Some of these policies include, but are not limited to:

· Government-sponsored guaranteed universal healthcare
· Government and pharmaceutical companies negotiating reasonably-priced affordable prescription drugs
· High quality government-sponsored education
· Affordable child care for working parents and guardians
· Maternal and paternal paid family leave and paid vacations
· Need-dependent housing subsidies
· Guaranteed sustainable minimum wages, and in some nations, minimum annual incomes
· Income guarantees for a secure retirement
· Equitable progressive tax rates with no special loop-holes for corporations and the rich

No, this is not pie-in-the-sky idealism. It is, rather, food-on-the-table realism.

Several extraordinarily privileged individuals and families throughout the generations have signed a “contract” by giving of themselves and their material wealth to improve the chances and conditions of people in the world community.

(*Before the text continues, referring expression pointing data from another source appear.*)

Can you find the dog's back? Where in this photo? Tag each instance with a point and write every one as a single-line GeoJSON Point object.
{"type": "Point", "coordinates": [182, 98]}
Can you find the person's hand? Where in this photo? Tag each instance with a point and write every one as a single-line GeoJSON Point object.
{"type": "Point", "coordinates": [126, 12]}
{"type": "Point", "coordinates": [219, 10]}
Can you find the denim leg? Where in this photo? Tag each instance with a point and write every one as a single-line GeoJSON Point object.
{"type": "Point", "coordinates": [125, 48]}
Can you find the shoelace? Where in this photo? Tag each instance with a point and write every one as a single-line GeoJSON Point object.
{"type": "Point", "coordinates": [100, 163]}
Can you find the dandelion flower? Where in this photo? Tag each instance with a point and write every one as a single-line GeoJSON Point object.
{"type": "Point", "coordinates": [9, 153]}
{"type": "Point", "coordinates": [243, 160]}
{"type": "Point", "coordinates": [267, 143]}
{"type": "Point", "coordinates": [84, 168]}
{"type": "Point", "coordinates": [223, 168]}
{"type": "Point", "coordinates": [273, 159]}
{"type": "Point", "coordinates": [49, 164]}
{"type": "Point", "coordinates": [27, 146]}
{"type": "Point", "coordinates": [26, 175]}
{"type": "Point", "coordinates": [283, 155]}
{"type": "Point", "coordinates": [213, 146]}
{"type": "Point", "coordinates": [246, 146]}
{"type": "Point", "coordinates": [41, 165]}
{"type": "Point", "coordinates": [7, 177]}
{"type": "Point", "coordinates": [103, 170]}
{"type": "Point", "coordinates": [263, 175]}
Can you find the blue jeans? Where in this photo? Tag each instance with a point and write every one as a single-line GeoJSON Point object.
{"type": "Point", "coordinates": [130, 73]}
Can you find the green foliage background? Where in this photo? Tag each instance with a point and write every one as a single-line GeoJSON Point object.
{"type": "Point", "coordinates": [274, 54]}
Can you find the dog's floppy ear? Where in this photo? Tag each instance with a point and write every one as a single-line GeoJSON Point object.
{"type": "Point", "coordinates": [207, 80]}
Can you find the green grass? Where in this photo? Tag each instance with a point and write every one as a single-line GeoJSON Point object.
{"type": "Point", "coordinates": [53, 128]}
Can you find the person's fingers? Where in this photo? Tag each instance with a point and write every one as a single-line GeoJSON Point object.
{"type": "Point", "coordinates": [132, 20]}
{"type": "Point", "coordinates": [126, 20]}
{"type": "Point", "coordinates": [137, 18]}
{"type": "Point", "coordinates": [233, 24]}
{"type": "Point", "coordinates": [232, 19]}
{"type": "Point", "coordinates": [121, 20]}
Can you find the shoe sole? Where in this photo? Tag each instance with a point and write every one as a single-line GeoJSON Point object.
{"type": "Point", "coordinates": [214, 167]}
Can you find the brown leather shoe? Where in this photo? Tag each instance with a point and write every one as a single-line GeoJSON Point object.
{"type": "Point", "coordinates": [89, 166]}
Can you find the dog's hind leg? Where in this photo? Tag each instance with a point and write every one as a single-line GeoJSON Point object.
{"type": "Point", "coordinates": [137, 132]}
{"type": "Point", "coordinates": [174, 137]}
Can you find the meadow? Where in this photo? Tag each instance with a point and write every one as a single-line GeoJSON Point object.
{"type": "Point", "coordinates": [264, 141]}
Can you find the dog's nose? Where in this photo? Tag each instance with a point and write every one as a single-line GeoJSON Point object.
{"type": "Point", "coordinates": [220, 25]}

A good number of members of the Kennedy clan, for example, took up the challenge articulated by President John F. Kennedy on the Capitol grounds that cold January day in 1961: “Ask not what your country can do for you. Ask what you can do for your country.”

John, his sisters and brothers, and generations of their descendants were weaned on the notion that with privilege comes responsibility forming a contract (commitment) to make society and the world a better place than when they entered it.

Some of the tangible outcomes from this family contract include the Peace Corps, VISTA (Volunteers In Service to America), Special Olympics, increased unemployment benefits, infrastructure improvement, the Civil Rights Law of 1964 and the Voting Rights Law of 1965, heating oil supplements for people in need, funding for public education and for the arts, increases in the minimum wage and social security benefits, improved housing, and many others.

While possibly motivated by good objectives, other people have failed miserably in their implementation, and, thereby, have created dangerous disconnections between their intent and their impact.

Quite obviously Ivanka Trump has no credibility in dictating proper policies for the working-classes in the United States. She, her daddy, and her siblings bask in wealth, privilege, and a sense of entitlement.

The Trumps represent the privileged who simply take what they have for granted seeing it as “normal” and earned. To them, enough is never enough.

The United States must no longer have to wait for the metaphoric “kindness of strangers” to contribute to the common good. We can no longer depend on the wealthy, the philanthropists, the Buffets, the Gates Foundation, or any charitable foundation to solve the massive inequities in this country.

Finally, and largely due to the highly visible courageous discussions initiated during the 2016 political campaign by Senator Bernie Sanders, the term “Democratic Socialist” is no longer an epithet, a dirty word thrown around by the owning classes to undermine challenges to their seemingly unbounded wealth far in excess of their actual needs and at the expense of the workers who created it.

If the United States is to survive as the experiment in democracy on which it was founded, it must, we must, redesign its economic policies and structures closer to those proposed by Sanders, Warren, and Ocasio-Cortez.